Question

What is the molarity of a nitric acid solution if 49.90 mL of a 0.01 KOH solution is needed to neutralize 20.00 mL of the acid solution?

Answer 1

The question requires us to calculate the molarity (or molar concentration) of a HNO3 solution, given the volume and concentration of a KOH solution used to neutralize a given volume of the acid.

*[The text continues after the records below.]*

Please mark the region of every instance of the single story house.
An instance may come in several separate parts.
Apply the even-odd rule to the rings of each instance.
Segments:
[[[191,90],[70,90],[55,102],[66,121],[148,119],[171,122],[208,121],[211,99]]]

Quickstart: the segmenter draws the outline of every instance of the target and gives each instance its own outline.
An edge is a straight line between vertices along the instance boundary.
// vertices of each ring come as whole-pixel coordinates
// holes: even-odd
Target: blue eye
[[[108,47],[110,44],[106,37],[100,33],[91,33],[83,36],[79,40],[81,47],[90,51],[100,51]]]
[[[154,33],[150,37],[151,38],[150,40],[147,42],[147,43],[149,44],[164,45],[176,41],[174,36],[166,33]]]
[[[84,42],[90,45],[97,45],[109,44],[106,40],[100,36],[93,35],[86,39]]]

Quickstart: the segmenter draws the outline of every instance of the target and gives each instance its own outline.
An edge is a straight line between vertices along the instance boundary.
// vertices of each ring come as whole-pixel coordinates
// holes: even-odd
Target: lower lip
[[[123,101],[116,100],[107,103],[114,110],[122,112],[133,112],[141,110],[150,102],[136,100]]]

The following information was provided by the question:

molarity of KOH solution = M(KOH) = 0.01 M = 0.01 mol/L

volume of KOH solution = V(KOH) = 49.90 mL

volume of HNO3 solution = V(HNO3) = 20.00 mL

To answer this question, we need to take a look at the neutralization reaction between HNO3 and KOH:

HNO3 + KOH -> KNO3 + H2O

From the reaction, we have that 1 mol of HNO3 is necessary to neutralize 1 mol of KOH. With this information, we can write that, to achieve complete neutralization:

number of moles of HNO3 = number of moles of KOH

Since the molarity of a solution is given by the following equation:

`\text{molarity = }\frac{\text{number of moles (mol)}}{volume\text{ of solution (L)}}\to M=(n)/(V)`

We can rearrange it to:

`n=M* V`

And we can also write the equality between the number of moles of HNO3 and KOH as:

`n_(HNO_3)=n_(KOH)\to M_(HNO_3)* V_(HNO_3)=M_(KOH)* V_(KOH)`

And, since the concentration of KOH was provided, as well as the volumes of HNO3 and KOH necessary to achieve neutralization, we can apply these values to calculate the molarity of HNO3 using the equation above:

`M_(HNO_3)* V_(HNO_3)=M_(KOH)* V_(KOH)\to M_(HNO_3)=(M_(KOH)* V_(KOH))/(V_(HNO_3))`
`M_(HNO_3)=\frac{(0.01\text{ mol/L)}*(49.90\text{ mL)}}{(20.00\text{ mL)}}=0.02495\text{ mol/L}`

Therefore, the molarity of the nitric acid solution is equal to 0.02495 mol/L.